The U.S. economy expanded at a slight to modest pace in September and early October but many firms are more downbeat about the months ahead, a Federal Reserve report said on Wednesday, the latest sign that the impact of U.S. trade policies continues to cloud the country's economic outlook.
The latest temperature check of the economy, collated from the central bank's discussions with business contacts around the country, also said the pace of price increases remained modest.
"Business contacts mostly expect the economic expansion to continue; however, many lowered their outlooks for growth in the coming six to 12 months," the Fed said in its report.
Some districts suggested that persistent trade tensions and slowing global growth weighed on economic activity. For example, a business contact told the Boston Fed chip manufacturers were delaying new plant construction due to uncertainty over trade policy.
Likewise, an industrial supplier in the district now planned to cut capital expenditures by as much as 25% compared to a previously planned 5% increase.
The U.S.-China trade war, now 15 months long, has dragged on economic growth. U.S. manufacturing activity dropped to a 10—year low in September and business investment has cooled as firms delay making decisions due to the uncertainty over tariffs.
Earlier on Wednesday, data showed U.S. retail sales fell for the first time in seven months, suggesting that manufacturing-led weakness could be spreading to the broader economy.
U.S. President Donald Trump last Friday outlined the first phase of a deal to end the trade war and suspended a threatened tariff hike, but officials on both sides said much more work needed to be done before an accord could be agreed.
"A number of districts reported that manufacturers reduced their headcounts because orders were soft," the Fed said, as it noted both retailers and manufacturers were seeing rising input costs, "often for items subject to new tariffs."
Reports on retail sales from businesses across the country were mixed but household spending remained solid on balance, the Fed said.

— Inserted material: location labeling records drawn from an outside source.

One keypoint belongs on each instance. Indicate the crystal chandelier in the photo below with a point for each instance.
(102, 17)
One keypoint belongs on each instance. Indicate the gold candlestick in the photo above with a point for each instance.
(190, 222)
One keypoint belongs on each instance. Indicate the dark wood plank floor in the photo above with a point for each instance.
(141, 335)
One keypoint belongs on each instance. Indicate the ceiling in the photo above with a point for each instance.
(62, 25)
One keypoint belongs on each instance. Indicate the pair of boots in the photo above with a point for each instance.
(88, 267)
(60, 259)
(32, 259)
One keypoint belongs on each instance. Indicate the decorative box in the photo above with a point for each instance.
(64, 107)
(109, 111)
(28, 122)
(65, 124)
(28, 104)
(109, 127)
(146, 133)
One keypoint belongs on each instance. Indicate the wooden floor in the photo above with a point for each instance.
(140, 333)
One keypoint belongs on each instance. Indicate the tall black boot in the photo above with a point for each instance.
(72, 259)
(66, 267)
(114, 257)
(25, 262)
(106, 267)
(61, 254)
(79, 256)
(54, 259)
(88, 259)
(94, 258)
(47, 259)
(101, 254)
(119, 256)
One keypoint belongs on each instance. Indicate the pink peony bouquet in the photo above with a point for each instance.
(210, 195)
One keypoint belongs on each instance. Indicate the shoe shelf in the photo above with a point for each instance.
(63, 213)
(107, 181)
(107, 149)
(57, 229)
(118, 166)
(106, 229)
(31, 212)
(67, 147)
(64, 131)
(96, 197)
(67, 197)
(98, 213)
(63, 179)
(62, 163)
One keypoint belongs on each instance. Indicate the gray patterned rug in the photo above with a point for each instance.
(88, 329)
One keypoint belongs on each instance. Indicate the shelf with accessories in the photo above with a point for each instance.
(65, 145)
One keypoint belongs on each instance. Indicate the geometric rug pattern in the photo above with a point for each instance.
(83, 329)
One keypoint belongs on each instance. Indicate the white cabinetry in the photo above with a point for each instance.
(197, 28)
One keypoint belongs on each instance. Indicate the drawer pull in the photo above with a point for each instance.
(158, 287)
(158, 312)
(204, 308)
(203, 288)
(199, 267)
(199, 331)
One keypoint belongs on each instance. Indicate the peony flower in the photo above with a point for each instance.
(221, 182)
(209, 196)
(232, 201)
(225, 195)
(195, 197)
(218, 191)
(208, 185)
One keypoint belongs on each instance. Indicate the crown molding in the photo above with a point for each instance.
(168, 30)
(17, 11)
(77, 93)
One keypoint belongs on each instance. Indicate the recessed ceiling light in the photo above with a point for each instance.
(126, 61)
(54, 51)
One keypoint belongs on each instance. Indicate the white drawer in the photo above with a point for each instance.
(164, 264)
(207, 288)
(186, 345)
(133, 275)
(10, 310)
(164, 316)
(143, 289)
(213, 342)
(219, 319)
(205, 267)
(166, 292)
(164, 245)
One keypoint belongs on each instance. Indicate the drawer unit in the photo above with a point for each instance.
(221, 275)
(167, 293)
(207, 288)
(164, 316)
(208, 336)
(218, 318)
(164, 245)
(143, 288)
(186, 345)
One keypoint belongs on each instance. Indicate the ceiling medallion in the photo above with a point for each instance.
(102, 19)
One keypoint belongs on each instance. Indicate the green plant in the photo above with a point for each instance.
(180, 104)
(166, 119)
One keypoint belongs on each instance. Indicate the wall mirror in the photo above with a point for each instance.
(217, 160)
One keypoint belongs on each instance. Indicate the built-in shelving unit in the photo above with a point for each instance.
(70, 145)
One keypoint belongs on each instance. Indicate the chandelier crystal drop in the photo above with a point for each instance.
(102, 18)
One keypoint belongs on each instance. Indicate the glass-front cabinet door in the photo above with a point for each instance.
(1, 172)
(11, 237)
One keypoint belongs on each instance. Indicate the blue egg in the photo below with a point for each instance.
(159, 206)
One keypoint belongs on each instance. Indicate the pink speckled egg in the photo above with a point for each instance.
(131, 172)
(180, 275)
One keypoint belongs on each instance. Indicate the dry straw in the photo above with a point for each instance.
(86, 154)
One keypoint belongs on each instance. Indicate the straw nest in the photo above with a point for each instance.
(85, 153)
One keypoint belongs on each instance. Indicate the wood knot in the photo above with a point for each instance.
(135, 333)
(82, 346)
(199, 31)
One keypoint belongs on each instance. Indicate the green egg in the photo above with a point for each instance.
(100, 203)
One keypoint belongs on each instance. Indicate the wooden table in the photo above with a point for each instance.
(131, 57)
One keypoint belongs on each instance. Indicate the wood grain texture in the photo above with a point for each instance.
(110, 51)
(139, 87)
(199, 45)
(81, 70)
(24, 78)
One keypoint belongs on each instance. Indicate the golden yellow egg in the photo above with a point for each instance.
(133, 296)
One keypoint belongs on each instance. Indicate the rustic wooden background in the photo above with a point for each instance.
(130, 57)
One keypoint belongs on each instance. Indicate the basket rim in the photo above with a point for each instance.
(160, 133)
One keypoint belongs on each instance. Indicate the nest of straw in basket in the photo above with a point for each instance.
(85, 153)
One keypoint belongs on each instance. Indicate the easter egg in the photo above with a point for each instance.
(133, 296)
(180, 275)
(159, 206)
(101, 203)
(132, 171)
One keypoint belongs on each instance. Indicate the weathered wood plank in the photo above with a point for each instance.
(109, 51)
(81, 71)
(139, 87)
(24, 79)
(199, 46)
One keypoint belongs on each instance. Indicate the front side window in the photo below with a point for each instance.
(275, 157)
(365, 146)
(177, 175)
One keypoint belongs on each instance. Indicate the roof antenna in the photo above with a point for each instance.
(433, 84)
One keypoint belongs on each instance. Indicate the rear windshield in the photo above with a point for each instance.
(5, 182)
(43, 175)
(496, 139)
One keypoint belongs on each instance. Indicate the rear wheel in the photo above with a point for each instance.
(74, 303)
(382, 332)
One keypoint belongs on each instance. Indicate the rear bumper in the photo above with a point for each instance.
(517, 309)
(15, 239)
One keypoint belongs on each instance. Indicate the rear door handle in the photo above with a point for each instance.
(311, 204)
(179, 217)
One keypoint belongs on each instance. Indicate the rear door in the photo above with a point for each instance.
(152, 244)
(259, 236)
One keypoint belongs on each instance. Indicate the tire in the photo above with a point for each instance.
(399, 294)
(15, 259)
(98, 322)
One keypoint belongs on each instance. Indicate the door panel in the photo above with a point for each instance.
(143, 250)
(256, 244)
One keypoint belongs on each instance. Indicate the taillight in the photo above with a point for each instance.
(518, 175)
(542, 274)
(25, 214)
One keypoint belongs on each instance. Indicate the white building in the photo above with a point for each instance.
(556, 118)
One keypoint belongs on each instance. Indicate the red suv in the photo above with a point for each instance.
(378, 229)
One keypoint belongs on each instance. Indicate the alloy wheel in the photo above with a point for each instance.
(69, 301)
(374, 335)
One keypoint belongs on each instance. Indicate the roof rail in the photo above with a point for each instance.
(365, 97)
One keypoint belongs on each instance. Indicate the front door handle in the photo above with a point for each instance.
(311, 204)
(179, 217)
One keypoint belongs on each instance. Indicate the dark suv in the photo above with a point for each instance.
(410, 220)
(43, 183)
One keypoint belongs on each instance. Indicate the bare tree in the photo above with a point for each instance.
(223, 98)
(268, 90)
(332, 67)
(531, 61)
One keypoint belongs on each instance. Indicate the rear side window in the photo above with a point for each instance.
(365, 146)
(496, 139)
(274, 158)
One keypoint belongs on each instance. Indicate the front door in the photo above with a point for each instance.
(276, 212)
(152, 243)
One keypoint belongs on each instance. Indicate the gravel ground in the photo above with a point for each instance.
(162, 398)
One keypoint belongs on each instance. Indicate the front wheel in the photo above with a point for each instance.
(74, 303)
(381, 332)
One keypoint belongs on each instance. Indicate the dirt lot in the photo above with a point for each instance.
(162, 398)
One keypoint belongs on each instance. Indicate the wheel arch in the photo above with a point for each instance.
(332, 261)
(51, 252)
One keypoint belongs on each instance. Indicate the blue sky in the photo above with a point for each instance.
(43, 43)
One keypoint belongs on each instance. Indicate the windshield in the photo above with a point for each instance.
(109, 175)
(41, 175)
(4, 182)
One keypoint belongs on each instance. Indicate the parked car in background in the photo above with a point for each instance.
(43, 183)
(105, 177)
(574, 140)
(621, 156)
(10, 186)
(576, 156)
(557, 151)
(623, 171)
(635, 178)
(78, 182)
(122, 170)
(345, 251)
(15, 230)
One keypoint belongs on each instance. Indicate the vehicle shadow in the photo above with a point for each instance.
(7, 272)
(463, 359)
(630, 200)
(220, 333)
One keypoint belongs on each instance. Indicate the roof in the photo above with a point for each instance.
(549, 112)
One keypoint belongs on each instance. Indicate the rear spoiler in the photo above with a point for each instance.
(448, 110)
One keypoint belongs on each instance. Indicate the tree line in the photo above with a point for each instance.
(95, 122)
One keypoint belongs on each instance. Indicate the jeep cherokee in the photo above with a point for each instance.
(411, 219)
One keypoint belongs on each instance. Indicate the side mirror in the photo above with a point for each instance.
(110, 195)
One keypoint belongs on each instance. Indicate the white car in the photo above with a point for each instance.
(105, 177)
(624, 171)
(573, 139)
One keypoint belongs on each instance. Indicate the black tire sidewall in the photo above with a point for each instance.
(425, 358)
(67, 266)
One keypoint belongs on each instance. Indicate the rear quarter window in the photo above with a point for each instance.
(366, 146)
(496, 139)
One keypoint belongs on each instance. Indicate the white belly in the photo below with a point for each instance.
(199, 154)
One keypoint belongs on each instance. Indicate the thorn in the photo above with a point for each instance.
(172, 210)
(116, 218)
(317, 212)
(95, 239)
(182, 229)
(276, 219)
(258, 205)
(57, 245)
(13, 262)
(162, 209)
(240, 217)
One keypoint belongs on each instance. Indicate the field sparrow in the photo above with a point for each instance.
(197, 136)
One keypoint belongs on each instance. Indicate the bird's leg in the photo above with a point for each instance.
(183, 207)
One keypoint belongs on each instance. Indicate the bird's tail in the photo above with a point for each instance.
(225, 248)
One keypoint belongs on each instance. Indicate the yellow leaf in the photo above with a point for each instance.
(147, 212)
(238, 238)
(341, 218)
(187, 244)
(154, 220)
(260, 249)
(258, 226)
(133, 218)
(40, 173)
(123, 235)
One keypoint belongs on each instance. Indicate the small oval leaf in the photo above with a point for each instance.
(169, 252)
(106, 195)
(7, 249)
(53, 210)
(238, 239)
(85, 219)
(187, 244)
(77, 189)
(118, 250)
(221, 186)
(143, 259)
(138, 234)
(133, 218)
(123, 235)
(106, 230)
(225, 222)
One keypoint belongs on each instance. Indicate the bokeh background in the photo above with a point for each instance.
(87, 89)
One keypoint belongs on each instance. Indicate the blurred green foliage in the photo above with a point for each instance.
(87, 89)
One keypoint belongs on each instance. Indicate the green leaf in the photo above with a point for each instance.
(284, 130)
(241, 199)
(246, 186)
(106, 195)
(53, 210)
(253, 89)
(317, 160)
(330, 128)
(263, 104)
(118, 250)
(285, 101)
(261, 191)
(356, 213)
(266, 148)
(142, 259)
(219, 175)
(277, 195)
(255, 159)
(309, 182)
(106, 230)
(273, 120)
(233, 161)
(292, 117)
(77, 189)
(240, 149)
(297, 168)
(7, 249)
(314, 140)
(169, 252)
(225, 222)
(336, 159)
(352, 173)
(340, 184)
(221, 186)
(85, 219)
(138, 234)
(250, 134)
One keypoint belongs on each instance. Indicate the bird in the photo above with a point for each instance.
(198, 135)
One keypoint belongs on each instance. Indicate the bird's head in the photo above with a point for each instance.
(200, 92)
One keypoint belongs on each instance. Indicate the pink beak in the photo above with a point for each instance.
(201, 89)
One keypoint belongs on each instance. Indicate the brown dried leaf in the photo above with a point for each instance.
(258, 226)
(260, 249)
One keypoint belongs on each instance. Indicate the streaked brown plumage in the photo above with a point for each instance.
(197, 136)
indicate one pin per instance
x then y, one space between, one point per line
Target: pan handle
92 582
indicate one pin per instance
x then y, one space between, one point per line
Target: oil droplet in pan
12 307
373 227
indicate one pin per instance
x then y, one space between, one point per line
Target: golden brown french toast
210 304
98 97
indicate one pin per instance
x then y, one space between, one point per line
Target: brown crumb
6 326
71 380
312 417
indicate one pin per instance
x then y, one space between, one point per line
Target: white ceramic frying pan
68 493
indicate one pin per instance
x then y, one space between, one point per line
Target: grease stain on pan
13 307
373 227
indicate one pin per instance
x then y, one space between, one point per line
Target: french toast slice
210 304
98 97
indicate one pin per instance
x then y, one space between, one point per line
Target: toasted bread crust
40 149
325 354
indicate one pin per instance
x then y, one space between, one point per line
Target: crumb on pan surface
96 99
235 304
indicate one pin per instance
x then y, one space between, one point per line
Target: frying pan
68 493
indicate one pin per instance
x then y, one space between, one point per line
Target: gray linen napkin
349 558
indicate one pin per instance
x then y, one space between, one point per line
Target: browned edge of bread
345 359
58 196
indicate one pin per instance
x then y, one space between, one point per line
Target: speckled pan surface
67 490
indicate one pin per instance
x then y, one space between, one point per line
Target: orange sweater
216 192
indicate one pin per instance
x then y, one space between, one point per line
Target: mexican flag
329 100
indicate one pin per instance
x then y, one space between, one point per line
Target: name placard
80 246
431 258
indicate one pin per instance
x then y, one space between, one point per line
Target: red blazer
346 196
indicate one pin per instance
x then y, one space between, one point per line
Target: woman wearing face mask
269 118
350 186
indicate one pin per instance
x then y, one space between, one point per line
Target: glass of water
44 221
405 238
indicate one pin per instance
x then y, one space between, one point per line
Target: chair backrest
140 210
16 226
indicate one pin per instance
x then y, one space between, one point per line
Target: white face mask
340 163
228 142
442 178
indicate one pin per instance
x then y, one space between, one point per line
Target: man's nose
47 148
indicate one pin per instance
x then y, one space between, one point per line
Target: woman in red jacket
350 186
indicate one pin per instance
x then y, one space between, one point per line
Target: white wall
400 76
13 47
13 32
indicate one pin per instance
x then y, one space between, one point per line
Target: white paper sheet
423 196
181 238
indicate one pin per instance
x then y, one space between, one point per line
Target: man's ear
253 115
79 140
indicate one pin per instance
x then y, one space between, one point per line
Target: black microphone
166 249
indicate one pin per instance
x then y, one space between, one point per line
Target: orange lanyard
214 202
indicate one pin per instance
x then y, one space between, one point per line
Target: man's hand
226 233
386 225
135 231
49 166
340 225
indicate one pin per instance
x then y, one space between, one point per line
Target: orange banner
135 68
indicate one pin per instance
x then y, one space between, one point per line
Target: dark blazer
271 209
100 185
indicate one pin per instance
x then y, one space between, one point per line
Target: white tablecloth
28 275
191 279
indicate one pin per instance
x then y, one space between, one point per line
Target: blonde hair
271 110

The Fed has cut interest rates twice this year, reversing course after three years of periodic rate hikes. Fed Chair Jerome Powell has characterized the rate cuts as a pre-emptive strike against slowing global growth, trade tensions and moderate inflation in order to keep the longest economic expansion on record going.
On Tuesday, the International Monetary Fund warned the trade war will cut global growth this year to its slowest pace since the 2008—2009 financial crisis.
Elsewhere in the report, contacts reported the job market remained tight and overall, employment rose slightly amid an ongoing struggle to find workers.
Investors currently see the Fed cutting rates by another quarter percentage point at its next meeting at the end of October, according to an analysis of Fed funds futures contracts compiled by the CME Group.
The Beige Book was prepared by the Cleveland Fed with information collected on or before October 7.